Interestingly simulations of the wild-type protein predict a second cation-binding site in which an Mg2+ ion is coordinated by the glycerol oxygen adjacent to the scissile bond, the carboxylic acid moiety of D11, and water molecules found persistently in this region throughout the simulations. Coordination of cations by D10 and D11 is shown in Fig. 3 f. When the Ca2+ ion is removed before equilibration, the conformational behavior of the putative active site is rather different. Although two Mg2+ ions are observed to enter the active site region during equilibration and remain within this region throughout the simulations, neither one is located precisely in the same spot as the Ca2+ ion from the Rutten model (5). Furthermore, H122 is observed to flip out of the active site such that the side chain is pointing toward the extracellular loops. This movement of H122 is accompanied by snorkeling of K67 toward the phosphate group of the lipid A sugar (Fig. S9) rather than interacting with the hydroxyl groups of the Kdo sugars as observed with the simulations of the Rutten model when Ca2+ is located within the proposed binding site (5). Residues T34 and D10 are not involved in interactions with the two cations in these simulations; instead one Mg2+ ion is observed to interact with D11 and two glycerol oxygens from adjacent acyl tails. The second cation-binding site identified in the wild-type simulations is again observed here with D11 involved in coordination along with a glycerol oxygen from one of the substrate lipid tails. The D11A mutation leads to the cation moving out of this binding site, indicating the importance of residue D11 for coordination of the second ion. In Fig. S10, we provide heat maps showing protein contacts with the Ca2+ ion and Mg2+ ions, where contact is defined as an interatomic distance of ≤0.4 nm.

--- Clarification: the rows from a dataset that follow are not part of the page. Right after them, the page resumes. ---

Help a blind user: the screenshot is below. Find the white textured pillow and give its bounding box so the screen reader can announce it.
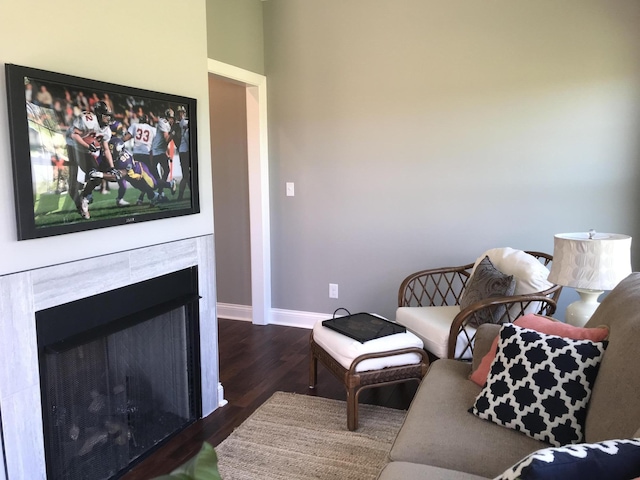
[472,247,553,295]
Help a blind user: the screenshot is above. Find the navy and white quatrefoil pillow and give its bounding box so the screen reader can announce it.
[469,324,607,446]
[494,438,640,480]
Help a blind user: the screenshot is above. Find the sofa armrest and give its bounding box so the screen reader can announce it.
[448,294,556,359]
[471,323,502,372]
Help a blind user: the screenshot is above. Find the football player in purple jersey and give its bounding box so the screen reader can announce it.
[123,113,156,205]
[151,108,176,201]
[109,137,160,206]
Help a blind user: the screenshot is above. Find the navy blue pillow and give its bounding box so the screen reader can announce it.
[495,438,640,480]
[469,323,606,447]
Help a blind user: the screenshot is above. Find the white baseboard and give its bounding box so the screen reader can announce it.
[218,382,229,407]
[216,303,252,322]
[217,303,332,329]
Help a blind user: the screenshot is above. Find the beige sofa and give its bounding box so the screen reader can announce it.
[379,273,640,480]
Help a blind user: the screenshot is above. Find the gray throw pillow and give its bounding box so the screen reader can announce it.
[460,256,516,328]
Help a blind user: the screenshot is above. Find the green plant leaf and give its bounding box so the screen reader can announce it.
[154,442,222,480]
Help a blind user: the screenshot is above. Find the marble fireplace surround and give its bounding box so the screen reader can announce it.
[0,235,219,480]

The scissile bond is oriented through interaction of the carbonyl oxygen with the Ca2+ ion; the latter is also coordinated by N9, D10, T34, and three water molecules throughout the simulations of the wild-type protein. In simulations of the protein with the single-point mutation D10A, the Ca2+ moved out of the binding site such that after 300 ns it was no longer interacting with the protein, providing strong evidence that residue D10 plays a key role in coordination of the Ca2+ ion. In simulations of the T34A mutant however, the ion Ca2+ remains in the pocket, still coordinated by D10. Thus, our simulations suggest that for Ca2+ ion coordination, residue D10 is essential but T34 is not. Fig. 4 shows the effect of specific residue mutation on the conformation of the protein-ion-lipid complex. Again, all images in Fig. 4 were produced from simulations at 323 K.
Figure 4.
Snapshots of the protein-lipid-ion complex with specific residue mutations after 300 ns, compared to the wild-type. The membrane and solvent have been omitted for clarity. The top right panel shows the cation moving away from residue 10 when it is mutated from D to A. The bottom right panel shows the cation is still near its original location when residue 34 is mutated from T to A. The color scheme is the same as Fig. 3. To see this figure in color, go online.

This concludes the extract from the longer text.